Condition: Good condition, no wear to gilding, no losses to porcelain. Base marks see image. Back and front views are similar. 

Height: (entire including cover) 10” (25.25cm). Width: (at base) 3” (7.5cm). Depth: (base) 2.5(6.5cm). 


Shipped to Westport, Connecticut, USA. 

Affordable fixed charged Worldwide Store to door shipping in house. 

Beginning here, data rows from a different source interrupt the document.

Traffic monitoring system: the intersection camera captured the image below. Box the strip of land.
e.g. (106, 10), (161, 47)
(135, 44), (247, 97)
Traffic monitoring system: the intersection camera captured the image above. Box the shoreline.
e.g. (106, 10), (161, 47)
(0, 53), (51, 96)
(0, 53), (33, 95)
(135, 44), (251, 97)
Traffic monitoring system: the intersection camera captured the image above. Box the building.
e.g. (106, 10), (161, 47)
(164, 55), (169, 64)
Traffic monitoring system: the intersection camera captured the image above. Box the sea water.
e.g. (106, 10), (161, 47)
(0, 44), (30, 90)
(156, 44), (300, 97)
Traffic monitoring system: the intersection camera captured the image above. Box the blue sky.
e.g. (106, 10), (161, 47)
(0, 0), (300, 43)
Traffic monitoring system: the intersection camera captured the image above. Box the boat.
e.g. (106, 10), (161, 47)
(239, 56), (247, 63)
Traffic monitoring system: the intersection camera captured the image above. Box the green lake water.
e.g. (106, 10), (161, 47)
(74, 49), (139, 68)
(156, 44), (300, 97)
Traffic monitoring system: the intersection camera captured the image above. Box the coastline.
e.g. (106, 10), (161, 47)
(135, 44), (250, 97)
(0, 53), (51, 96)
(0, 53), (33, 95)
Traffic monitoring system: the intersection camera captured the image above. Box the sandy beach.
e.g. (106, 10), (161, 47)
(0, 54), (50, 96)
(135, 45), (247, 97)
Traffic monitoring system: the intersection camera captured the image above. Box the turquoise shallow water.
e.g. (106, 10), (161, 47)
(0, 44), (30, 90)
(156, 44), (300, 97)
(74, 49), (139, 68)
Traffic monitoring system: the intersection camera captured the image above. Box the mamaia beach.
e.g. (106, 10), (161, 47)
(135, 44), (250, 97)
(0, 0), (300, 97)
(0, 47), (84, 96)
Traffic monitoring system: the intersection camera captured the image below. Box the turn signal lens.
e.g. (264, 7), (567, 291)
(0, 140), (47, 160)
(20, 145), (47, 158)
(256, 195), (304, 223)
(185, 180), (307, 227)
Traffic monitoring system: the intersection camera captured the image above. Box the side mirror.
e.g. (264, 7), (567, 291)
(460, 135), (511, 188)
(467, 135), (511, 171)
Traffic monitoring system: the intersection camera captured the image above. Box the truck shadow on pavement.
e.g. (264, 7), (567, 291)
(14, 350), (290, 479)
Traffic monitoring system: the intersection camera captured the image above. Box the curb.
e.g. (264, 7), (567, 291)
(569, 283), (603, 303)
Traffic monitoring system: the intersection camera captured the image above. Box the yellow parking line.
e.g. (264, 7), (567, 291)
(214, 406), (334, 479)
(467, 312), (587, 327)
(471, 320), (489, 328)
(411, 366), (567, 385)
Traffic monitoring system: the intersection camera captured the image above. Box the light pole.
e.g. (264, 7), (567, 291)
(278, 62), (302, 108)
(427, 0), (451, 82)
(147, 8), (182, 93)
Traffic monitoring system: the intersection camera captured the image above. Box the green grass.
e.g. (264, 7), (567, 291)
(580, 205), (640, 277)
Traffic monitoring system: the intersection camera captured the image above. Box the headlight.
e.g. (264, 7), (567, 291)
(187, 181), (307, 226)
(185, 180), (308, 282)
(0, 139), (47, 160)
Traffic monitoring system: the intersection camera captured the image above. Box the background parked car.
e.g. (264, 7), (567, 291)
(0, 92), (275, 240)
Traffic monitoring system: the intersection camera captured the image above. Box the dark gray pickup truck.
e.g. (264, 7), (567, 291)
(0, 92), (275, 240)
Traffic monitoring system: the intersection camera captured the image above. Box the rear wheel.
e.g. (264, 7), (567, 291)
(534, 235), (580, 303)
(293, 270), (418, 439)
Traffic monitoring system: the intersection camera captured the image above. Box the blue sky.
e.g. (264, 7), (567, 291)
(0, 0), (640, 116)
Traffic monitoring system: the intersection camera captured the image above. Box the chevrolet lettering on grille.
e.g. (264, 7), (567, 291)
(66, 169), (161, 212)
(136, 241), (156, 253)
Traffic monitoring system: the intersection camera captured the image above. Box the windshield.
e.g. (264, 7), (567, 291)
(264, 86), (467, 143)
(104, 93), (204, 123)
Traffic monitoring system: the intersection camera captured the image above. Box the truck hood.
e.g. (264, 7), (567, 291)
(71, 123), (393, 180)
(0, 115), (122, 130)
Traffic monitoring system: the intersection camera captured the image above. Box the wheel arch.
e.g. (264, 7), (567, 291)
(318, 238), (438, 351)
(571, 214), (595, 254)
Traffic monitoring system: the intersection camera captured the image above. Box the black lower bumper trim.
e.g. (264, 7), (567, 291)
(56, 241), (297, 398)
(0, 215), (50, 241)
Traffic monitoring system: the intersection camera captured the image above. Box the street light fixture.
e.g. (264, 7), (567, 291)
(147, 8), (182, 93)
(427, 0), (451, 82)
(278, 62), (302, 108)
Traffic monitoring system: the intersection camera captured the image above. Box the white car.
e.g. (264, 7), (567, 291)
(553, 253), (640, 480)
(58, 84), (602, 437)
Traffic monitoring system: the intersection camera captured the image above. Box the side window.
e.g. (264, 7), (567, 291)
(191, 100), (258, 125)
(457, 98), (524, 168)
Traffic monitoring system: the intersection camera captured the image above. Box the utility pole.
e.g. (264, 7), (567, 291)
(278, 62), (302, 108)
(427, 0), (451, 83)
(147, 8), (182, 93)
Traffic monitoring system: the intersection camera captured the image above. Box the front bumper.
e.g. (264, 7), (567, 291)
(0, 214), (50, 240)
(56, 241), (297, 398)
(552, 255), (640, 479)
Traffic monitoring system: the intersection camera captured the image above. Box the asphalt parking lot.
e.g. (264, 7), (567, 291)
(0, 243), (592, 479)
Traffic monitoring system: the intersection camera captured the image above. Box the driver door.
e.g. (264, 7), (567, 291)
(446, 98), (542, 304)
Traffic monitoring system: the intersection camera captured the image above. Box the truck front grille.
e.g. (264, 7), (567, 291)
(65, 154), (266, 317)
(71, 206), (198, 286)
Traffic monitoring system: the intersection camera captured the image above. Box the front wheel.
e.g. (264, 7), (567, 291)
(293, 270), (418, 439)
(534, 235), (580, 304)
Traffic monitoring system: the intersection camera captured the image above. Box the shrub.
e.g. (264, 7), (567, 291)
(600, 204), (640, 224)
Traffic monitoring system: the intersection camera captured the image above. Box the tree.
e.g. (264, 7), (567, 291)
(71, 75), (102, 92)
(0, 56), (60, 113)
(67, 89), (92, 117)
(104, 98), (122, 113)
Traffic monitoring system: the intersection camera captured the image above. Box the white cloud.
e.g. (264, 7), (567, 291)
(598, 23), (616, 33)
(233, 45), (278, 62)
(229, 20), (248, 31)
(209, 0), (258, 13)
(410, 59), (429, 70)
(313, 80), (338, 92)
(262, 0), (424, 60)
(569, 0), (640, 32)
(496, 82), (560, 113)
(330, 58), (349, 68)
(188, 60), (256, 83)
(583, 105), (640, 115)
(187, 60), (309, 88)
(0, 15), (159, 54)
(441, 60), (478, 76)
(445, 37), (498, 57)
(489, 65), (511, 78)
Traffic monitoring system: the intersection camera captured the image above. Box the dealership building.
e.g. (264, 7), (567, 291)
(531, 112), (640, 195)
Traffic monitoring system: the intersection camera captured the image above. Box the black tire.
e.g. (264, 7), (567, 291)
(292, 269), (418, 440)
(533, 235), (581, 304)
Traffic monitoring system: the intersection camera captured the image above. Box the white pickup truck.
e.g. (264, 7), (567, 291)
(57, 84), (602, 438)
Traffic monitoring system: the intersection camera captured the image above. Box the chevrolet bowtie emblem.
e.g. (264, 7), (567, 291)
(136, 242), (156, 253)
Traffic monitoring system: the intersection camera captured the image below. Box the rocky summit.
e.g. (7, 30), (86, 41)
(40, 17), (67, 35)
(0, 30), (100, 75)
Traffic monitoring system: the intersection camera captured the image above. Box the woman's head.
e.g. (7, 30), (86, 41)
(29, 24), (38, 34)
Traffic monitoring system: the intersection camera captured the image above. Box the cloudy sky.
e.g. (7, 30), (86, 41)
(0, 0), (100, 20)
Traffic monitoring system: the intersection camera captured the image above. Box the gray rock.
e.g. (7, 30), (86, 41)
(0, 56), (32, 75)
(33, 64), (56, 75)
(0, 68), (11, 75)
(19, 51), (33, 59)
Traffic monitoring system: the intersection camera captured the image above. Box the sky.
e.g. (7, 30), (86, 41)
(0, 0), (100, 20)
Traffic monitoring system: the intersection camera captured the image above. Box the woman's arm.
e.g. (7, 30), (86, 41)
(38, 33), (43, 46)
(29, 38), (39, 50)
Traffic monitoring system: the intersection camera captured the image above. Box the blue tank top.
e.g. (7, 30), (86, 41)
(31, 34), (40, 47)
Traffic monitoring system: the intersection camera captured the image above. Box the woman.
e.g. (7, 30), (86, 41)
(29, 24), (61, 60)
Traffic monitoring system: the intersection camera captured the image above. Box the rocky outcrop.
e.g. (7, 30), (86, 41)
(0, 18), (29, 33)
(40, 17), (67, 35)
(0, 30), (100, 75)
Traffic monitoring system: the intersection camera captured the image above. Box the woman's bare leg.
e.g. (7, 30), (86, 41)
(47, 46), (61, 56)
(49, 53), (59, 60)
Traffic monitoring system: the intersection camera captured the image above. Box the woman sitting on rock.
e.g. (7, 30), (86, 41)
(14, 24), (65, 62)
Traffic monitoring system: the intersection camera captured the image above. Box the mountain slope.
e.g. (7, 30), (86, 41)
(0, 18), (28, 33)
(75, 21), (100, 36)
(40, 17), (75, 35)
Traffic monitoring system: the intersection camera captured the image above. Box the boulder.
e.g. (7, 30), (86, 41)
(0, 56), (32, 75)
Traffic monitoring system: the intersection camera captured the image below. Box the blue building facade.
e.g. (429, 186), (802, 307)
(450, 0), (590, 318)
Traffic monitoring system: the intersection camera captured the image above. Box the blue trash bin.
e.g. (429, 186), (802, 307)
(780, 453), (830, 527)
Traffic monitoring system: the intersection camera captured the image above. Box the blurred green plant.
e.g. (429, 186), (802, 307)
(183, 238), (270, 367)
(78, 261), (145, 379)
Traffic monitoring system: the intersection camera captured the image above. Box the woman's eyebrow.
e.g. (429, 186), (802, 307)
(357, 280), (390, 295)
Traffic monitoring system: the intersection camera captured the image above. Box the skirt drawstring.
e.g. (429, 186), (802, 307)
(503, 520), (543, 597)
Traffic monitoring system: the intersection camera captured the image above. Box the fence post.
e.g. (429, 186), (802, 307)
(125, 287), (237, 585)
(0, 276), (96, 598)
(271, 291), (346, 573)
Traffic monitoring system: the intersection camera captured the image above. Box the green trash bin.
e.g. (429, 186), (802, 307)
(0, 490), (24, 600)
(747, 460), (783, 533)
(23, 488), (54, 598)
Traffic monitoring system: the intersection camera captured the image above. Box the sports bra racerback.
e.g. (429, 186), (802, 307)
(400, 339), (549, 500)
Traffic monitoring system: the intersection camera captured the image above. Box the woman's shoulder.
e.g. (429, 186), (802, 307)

Meissen Porcelain, also called Dresden Porcelain. German hard-paste porcelain produced at the Meissen factory, near Dresden in Germany from 1710 until the present day. It was the first successfully produced true porcelain in Europe and dominated the style of European porcelain manufactured until about 1756, after which the leadership ultimately passed to French Sevres Porcelain. The secret of true porcelain, similar to that produced in China, was discovered about 1707 by Johann Friedrich Bottger an alchemist, and Ehrenfried Walter von Tschirnhaus, a physicist, whose research into porcelain had earlier produced a stoneware that is the hardest known substance of its kind. The earliest porcelain was smoky in tone and not highly translucent, but improvements to it were subsequently made.